15 February 2014
Why The Mercurial ZipDoc Extension Fails For Excel Files
I tend to work on small projects with small file-based databases (usually SQL Server Compact Edition). I find it very convenient to use Excel files to create the seed data for these small databases. I even have a little library that uses a combination of EPPlus, Entity Framework Code First, and good ol' ADO.NET to basically convert any properly formatted Excel file into a SQL Server Compact database.
Given that these Excel files are part of a project and change over time, I like to keep them in source control (in my case, Mercurial).

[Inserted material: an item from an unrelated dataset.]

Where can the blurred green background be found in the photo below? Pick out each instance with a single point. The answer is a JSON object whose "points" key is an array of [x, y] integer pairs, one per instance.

Unfortunately, given that Excel files are not simple text files, it's not easy for Mercurial to determine what has changed from version to version. This makes it basically impossible to visualize what has changed, and over time, it can bloat the repository because the deltas are not stored efficiently. I've always wondered if there was some way to do this better.
After a little Googling, I came across the Mercurial ZipDoc extension and downloaded it. After a little more Googling, I realized I didn't need to download it, since it was already included with TortoiseHg. ZipDoc is supposed to allow for more efficient delta compression when committing Open Office format files (such as docx and xlsx).
After making the appropriate modifications to mercurial.ini file, I performed a small test with a sample Excel 2010 file. My file consisted of one worksheet with the following content:
| A B C D E F G H I J ------------------------------------------------------------------ 1 | 1 1 1 1 1 1 1 1 1 1 2 | 2 2 2 2 2 2 2 2 2 2 ... | 10000 | 10000 10000 10000 10000 10000 10000 10000 10000 10000 10000
In other words, columns A to J of rows 1 to 10,000 were filled sequentially with numbers.
When I saved this file, its size on disk was 318 KB.
My test was very simple:
- Create a repo with just the Excel file (Book1.xlsx) in it.
- Change the value of cell A1 to 10.
- Commit changes.
- Change the value of cell A1 back to 1.
- Commit changes.
After each commit, I noted the size of the .hg/store/data folder.
The (dismal) results
Here are the results:
ZipDoc ZipDoc Commit Message Enabled Disabled ------------------------------------- Initial commit 247 KB 32 KB Change A1 to 10 493 KB 59 KB Revert A1 to 1 738 KB 87 KB
I was expecting ZipDoc to result in a larger initial data file size, which it certainly did, but I was not expecting it to increase so rapidly with only very minor changes to the Excel file. If fact, with ZipDoc enabled, the data file size grew at virtually the same percentage rate as with ZipDoc disabled (but starting at a much higher initial size).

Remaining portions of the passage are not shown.